Today’s the first time I’ve seriously tried to get my head around the developments in the UK on benefits and welfare since I left, prompted by Sarah Ditum’s blog post on the attempt by Tories in marginal seats to persuade Cameron to toughen benefit rules for teenage single mothers. Using the Guardian’s society coverage purely for ease of use, this is an incomplete list of what’s happened since I left to come to Australia on May 18, less than three months ago. This is neither an exhaustive list nor a cherry-picked one, and it’s biased to a single source.
- Costs soar as wealthy councils rehouse families in hotels and B&Bs
- Child and pensioner poverty reductions under Labour at risk, says report
- Britain faces ‘colossal’ child poverty bill, report shows
- Homeless? Here, have a tent…
- Food banks struggle to feed hungry as demand rises
- Bedroom tax ‘could make thousands of poor people homeless’
- Fitness-for-work tests unfair on people with mental health problems, court says
- Work Programme staff struggle to help unemployed when ‘jobs aren’t there’
- Night shelter crisis: ‘Find your own money,’ say ministers
- Welfare to work scheme failing to get people work, say figures
- Benefits cap is rolled out across Britain
- Welfare curbs ‘risk food banks and loan sharks’
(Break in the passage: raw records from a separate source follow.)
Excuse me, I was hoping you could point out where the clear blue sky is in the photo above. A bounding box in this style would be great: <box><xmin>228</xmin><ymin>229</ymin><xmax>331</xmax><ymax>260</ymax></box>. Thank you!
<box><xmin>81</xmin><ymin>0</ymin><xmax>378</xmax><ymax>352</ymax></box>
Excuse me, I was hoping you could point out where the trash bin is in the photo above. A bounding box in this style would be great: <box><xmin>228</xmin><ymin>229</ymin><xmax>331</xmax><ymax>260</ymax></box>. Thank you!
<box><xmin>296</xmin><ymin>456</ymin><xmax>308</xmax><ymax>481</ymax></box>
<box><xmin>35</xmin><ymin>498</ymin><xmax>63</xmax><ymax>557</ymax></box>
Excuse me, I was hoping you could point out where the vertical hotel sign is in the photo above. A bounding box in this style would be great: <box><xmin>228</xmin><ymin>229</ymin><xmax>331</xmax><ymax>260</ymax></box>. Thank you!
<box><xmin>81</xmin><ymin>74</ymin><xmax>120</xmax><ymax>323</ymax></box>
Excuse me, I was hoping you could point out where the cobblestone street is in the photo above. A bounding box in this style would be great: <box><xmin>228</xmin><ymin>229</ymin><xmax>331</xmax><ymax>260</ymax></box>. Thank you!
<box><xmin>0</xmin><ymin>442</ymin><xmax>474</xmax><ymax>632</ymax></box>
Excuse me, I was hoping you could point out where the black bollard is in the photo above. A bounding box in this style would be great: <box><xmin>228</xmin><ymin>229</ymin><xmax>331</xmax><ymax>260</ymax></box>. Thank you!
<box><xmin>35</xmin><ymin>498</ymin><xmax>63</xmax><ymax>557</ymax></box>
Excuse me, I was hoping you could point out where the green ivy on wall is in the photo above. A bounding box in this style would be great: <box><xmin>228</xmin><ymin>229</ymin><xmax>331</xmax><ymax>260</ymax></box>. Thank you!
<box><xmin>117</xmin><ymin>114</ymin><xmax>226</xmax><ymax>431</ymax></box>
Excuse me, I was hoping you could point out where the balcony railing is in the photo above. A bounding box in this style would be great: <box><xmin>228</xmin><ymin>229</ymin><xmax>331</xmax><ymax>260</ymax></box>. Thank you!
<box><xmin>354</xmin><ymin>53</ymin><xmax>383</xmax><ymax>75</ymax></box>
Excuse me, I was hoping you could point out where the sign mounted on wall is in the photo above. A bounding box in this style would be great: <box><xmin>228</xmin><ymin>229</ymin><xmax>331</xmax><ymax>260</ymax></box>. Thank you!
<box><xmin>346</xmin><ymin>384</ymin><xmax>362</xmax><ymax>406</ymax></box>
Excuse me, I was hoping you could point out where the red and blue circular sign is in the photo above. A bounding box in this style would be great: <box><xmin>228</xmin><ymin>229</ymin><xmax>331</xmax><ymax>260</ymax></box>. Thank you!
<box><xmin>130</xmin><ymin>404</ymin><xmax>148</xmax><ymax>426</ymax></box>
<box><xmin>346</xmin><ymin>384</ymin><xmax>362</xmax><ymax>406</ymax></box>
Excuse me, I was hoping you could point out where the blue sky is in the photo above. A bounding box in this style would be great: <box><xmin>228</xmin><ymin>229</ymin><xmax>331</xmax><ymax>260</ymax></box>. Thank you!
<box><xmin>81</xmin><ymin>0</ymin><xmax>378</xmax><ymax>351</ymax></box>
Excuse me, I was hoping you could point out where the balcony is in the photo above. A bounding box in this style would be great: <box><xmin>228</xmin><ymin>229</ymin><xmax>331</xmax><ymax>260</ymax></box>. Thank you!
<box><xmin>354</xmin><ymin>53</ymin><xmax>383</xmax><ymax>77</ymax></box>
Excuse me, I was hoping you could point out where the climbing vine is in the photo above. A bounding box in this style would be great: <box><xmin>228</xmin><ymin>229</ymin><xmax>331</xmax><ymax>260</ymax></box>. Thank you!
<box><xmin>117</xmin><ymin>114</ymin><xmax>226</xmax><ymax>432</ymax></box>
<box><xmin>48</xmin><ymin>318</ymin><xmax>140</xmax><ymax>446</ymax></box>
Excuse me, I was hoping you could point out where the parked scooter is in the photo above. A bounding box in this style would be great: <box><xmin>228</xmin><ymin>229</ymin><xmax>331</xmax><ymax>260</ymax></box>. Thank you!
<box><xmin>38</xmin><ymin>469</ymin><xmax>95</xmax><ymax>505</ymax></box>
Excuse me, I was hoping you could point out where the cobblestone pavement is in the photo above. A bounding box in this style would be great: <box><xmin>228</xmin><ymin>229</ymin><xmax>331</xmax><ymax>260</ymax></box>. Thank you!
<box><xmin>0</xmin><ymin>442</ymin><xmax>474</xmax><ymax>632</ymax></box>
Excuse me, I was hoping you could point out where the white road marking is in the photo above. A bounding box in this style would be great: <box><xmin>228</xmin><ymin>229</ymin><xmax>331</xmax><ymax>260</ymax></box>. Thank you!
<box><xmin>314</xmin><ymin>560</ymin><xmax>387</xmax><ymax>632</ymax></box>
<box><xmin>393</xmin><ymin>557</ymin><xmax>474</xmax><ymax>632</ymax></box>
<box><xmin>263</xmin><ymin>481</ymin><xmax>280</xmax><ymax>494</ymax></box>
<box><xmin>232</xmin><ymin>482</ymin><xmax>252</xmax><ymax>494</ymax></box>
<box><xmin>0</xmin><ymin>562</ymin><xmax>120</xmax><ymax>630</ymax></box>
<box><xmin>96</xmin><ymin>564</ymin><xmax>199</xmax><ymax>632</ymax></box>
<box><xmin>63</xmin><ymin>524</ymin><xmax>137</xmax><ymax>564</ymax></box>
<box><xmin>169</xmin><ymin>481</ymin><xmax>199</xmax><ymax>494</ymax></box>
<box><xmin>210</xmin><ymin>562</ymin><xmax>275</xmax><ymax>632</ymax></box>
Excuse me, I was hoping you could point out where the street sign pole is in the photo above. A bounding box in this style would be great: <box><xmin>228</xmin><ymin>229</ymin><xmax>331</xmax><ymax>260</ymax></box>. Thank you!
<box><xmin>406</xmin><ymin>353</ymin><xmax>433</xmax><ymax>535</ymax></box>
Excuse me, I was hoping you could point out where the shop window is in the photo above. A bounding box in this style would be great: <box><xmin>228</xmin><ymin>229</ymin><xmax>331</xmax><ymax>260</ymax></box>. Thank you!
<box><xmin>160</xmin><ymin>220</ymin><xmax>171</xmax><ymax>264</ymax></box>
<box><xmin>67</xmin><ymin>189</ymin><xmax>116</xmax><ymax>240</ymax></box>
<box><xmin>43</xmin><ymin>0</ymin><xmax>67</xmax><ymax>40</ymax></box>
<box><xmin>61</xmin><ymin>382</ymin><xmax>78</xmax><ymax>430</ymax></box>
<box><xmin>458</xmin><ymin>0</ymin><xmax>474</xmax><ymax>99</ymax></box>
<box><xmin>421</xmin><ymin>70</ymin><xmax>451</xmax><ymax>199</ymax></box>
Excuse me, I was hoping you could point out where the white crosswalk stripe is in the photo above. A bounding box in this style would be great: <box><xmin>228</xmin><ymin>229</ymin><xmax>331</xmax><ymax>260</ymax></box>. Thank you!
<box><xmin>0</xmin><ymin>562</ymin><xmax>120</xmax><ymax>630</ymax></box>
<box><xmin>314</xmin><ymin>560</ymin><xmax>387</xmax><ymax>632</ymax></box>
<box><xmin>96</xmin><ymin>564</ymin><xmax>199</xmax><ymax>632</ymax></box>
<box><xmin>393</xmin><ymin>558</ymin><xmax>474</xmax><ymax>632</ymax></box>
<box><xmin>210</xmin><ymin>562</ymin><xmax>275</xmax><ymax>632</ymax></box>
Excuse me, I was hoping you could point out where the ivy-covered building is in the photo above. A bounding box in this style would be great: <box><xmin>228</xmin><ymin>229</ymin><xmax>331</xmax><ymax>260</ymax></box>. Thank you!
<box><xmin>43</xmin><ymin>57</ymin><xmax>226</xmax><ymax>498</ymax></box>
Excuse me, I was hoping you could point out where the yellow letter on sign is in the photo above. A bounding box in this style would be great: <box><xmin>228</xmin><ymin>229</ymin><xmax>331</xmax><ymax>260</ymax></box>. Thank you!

- Huge rise in use of food banks since welfare changes, says aid body
- Most of London’s new housing benefit claims are from working families
- Carers facing debt and eviction because of bedroom tax – study
- Extra million people in absolute poverty since coalition came to power
- And, to cap the list: MPs brace for public fury over pay rise of nearly £10,000
I am struggling to understand what is happening at home as anything other than a war waged by some of the richest people in the country against some of the poorest.